At 73 (you would not think it), the weathering to his body by years of what has been, effectively, hard labour now finds him at the end of this journey. Making the pots, as he points out, is easy enough; but moving them is another matter entirely, and though naturally fit he is a slight man: ‘I can’t use brute force; I’ve got to kind of think my way around moving things.’ Bayer’s potting at scale came to its peak in 2004 with a series of extremely large vessels made for an exhibition. The show was an unmitigated disaster: a second, simultaneous, display in a separate venue drew all attention away from his exhibits. There were no staff to watch over the pots, and vandals broke in twice to push them off their plinths. Bayer’s insurance pay-outs were the only recorded sales of the show.
Huge, monumental jars by Svend Bayer, among the largest he has ever made. All were thrown, coiled, and paddled by hand and wood-fired in Bayer's anagama kiln.

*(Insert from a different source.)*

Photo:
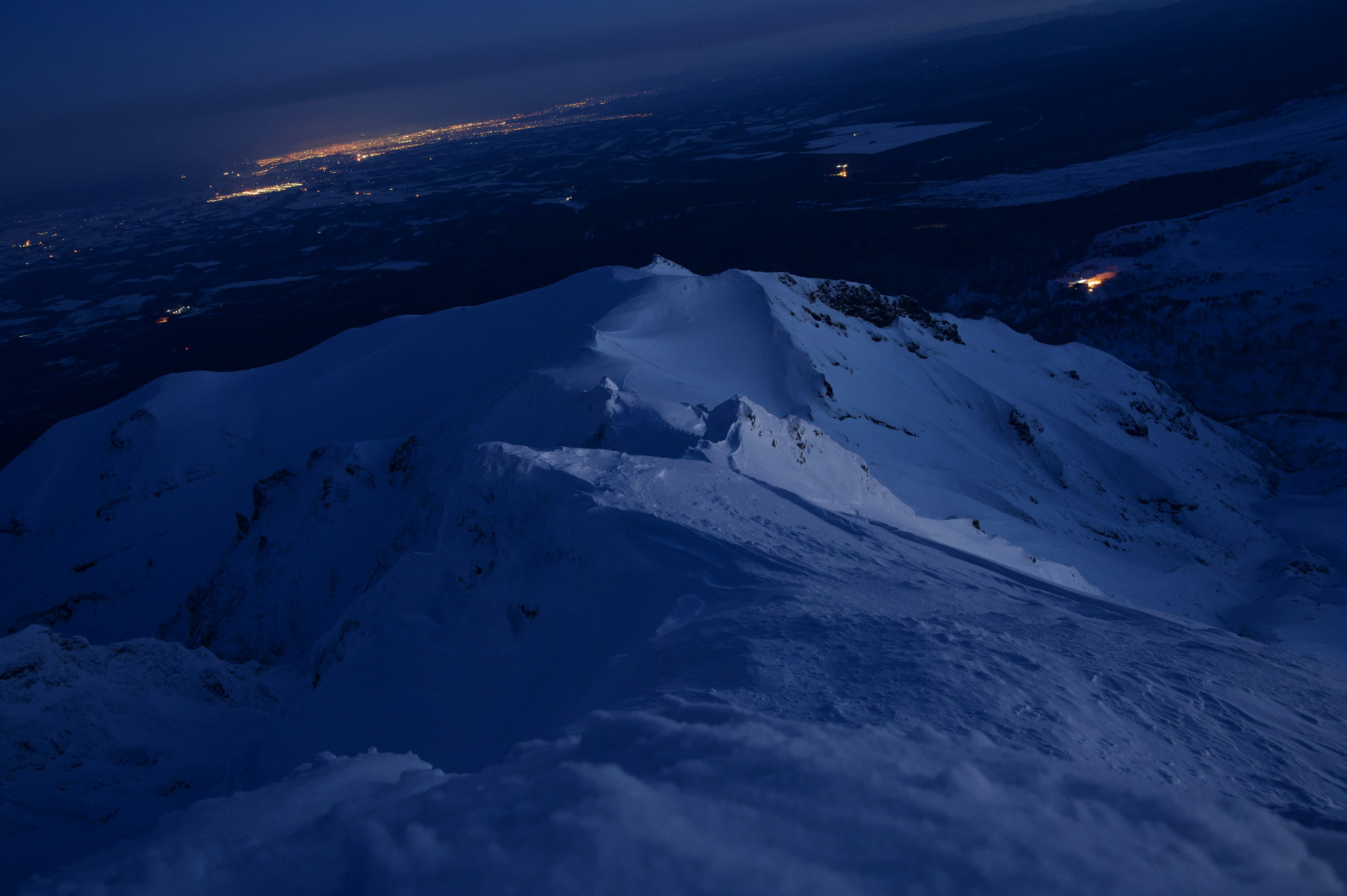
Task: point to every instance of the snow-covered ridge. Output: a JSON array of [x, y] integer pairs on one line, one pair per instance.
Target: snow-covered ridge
[[723, 515]]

The series returned instead to Bayer’s garden at Duckpool, where they became a permanent feature; they now stand as a monumental record of a time in his career, the last really big pots he ever made. All will be on display at Goldmark for the opening of Bayer’s March 2020 exhibition.
Huge jars by Svend Bayer
Joining them is a very special selection of work. These will be the first pots by Bayer we have received in eight years, the very best pots put aside from three years of firing at Kigbeare – an ‘embarrassment’, Bayer calls them, with typical humility; a word I’ve only ever heard used collectively of riches. I will leave the task of discussing their finer details to David Whiting, who is set to author what will be our 47th pottery monograph. But my impression from the work I have seen so far, and what I thought unthinkable as I walked around that exceptional 2012 exhibition, is that Bayer has surpassed himself.
Much wood-fired work is all surface; an encrustation of glass lobes and delirious rivers of ash. But in Bayer’s pots, you never feel overwhelmed by the extraordinary effects of his kiln, the intense violence inflicted on large vases and vessels in the firebox. ‘No amount of wood firing will help a bad shape’, he has said in the past; it was his sense of form, his prowess on the wheel, that prompted Cardew to describe him as a ‘force of nature’, and form is forever at the forefront of his mind.
I can think only that these new pots are like planets. That in their swirls of wood ash, seas of celadon blue and green, scallop shell skeletons raised like white cliffs from the foam, they are like living globes of constellatory importance. My fingers are drawn over them by their tips like ships looking for safe passage to new and distant lands. As I did eight years ago, I feel I have arrived again.